Most of us generally think of fruit as a healthy snack or addition to a meal, but many diets and weight loss plans recommend avoiding fruit, or at least limiting intake. Why? The theory goes that because fruit has a high sugar content, eating too much of it can actually make you gain weight. While this is certainly true, there are more factors that should be considered before you think about cutting fruit out of your diet.
Fructose in Fruit: The Cause of Weight Gain?
Fruits get their sweet taste from a naturally-occurring plant sugar called fructose. The root of most individuals’ concerns regarding fruit comes from the fact that high levels of fructose consumption are linked with weight gain. That certainly makes sense – one of the reasons you might not indulge in dessert after every meal is the sugar content, so you’d want to watch your sugar content in healthy foods, as well.
And there are certainly fruits that contain high levels of fructose. One medium banana, for example, contains 14 grams of sugar. A medium apple with the skin on contains 19 grams of sugar. These are significant amounts of sugars that can add a lot of calories to your diet, possibly resulting in weight gain if you’re not careful.
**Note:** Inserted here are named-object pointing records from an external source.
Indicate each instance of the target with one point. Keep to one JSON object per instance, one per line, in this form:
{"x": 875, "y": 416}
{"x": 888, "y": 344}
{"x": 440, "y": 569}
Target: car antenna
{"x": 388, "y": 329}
Fruit Also Plays a Role in Weight Loss
That being said, fruits are still a very healthy part of a balanced diet. Numerous studies have found that people who increase their fruit and vegetable intake can lower their risk for obesity. Another study found that in obese women, those who increased their fruit intake as part of a hypocaloric diet lowered their overall levels of oxidative stress, which may, over time, reduce the risk for cancer, heart disease, and obesity.